Research output: Contribution to conferenceAbstract


The industry deals with excavation have shown a major interest in the use of full-faced tunneling machines (TBMs), because of their demonstrated capabilities in attaining high rates of advance in tunnel construction,. Mechanical tunneling may differ from other tunneling methods -drill and blast- due to the high level of machine and rock interaction. Accurate estimates of machine performance are a crucial part of any tunneling project. It is almost impossible for owners or contractors to make realistic evaluations of time and cost required for completing a project, without knowing the machine advancement. The aim of this paper is to overview on interaction of rock mass characteristics with full-faced tunneling machine performance in rocks. For this aim, literatures and some tunnel cases have been reviewed and the findings are shared together with some updated knowledge relevant with rock mass and machine interaction.
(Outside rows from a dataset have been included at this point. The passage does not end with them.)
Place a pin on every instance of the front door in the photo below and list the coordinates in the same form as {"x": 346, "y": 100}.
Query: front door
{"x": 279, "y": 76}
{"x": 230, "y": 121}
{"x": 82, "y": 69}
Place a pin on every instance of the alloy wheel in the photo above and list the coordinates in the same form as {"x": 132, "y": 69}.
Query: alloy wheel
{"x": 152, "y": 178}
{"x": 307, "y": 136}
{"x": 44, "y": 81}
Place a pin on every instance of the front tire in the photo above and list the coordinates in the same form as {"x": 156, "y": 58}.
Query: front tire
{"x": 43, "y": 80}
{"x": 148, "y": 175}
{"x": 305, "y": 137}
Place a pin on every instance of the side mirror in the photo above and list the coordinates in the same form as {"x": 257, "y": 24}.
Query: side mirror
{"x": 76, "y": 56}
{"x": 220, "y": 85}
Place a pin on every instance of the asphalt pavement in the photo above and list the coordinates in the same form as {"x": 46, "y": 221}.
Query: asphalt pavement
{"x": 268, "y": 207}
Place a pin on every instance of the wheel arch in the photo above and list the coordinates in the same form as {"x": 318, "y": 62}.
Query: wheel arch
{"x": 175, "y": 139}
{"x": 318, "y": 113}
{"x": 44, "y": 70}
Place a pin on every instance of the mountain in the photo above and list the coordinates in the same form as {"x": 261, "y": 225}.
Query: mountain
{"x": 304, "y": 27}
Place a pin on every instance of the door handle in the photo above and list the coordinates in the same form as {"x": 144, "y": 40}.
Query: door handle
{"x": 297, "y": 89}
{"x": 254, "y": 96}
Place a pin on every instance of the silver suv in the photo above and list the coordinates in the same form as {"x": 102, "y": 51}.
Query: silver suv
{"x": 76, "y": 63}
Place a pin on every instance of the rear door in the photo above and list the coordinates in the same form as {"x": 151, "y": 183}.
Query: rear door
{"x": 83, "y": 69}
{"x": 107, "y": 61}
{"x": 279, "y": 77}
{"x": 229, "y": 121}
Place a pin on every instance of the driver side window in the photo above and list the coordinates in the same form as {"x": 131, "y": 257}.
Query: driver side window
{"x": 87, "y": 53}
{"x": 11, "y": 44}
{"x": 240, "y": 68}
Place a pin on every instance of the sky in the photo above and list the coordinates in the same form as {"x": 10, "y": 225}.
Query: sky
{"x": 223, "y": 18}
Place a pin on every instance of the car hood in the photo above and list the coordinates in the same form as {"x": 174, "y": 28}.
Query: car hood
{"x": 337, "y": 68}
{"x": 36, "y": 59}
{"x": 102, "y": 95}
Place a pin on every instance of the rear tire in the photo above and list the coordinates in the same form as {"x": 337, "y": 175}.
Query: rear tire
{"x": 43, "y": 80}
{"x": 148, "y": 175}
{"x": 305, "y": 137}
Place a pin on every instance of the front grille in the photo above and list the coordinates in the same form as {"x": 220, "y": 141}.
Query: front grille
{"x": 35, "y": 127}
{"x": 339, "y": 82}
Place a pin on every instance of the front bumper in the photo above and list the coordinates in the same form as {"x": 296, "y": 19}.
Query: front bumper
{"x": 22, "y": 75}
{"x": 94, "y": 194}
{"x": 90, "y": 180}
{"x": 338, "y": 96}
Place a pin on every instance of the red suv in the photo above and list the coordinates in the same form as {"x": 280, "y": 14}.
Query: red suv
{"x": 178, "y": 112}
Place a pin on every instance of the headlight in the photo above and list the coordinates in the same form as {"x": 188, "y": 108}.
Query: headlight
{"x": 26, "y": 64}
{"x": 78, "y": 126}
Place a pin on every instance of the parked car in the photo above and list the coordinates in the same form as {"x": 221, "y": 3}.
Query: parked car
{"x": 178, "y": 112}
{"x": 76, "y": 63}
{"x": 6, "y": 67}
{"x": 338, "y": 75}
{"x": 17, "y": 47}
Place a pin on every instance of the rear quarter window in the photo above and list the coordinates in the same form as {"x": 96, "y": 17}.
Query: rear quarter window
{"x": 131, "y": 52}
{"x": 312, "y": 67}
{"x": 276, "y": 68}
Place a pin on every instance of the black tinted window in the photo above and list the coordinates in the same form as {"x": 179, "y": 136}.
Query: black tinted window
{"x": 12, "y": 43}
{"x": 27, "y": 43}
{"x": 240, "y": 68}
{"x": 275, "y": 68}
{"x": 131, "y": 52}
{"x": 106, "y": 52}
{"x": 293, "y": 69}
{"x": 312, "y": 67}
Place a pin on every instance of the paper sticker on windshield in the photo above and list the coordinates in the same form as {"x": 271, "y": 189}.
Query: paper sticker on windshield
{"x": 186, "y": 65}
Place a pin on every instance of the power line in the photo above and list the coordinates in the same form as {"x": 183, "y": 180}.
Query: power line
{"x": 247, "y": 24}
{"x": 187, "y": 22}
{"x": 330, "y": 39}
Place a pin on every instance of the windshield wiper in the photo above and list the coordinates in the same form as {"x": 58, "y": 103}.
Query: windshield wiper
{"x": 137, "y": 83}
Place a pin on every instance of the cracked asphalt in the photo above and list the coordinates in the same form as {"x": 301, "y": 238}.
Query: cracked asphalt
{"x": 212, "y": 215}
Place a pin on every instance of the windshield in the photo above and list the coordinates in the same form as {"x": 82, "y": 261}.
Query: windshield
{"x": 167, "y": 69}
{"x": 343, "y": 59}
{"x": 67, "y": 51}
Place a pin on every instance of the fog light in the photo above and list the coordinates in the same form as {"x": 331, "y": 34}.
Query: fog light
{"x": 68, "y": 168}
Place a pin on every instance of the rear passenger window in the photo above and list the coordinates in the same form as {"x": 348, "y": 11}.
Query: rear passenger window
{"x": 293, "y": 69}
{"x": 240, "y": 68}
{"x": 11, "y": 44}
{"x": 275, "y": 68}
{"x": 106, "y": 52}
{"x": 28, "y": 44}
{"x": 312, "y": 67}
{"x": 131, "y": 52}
Since late 1950s, numerous researches have been conducted for estimating the machine advancement in rock mass. Full-faced tunnelling machine performance is influenced by numerous factors, categorized in general as rock properties and machine specifications. However, influences of intact and mass rock properties on the performance could be various in weight depend on rock mass characteristics and specification of utilized machine as well as site condition. Rock mass characteristics including the orientation, condition and frequency of discontinuities, local geological features such as; folding, metamorphism, faults, foliations and also intact rock properties consisting strength, brittleness, mineralogy, texture, hardness, porosity and abrasiveness are crucial parameters for any project excavated with machines. Those rock features together with utilized machine specifications; thrust, torque, disc dia., power etc., allow estimating machine penetration in accurate.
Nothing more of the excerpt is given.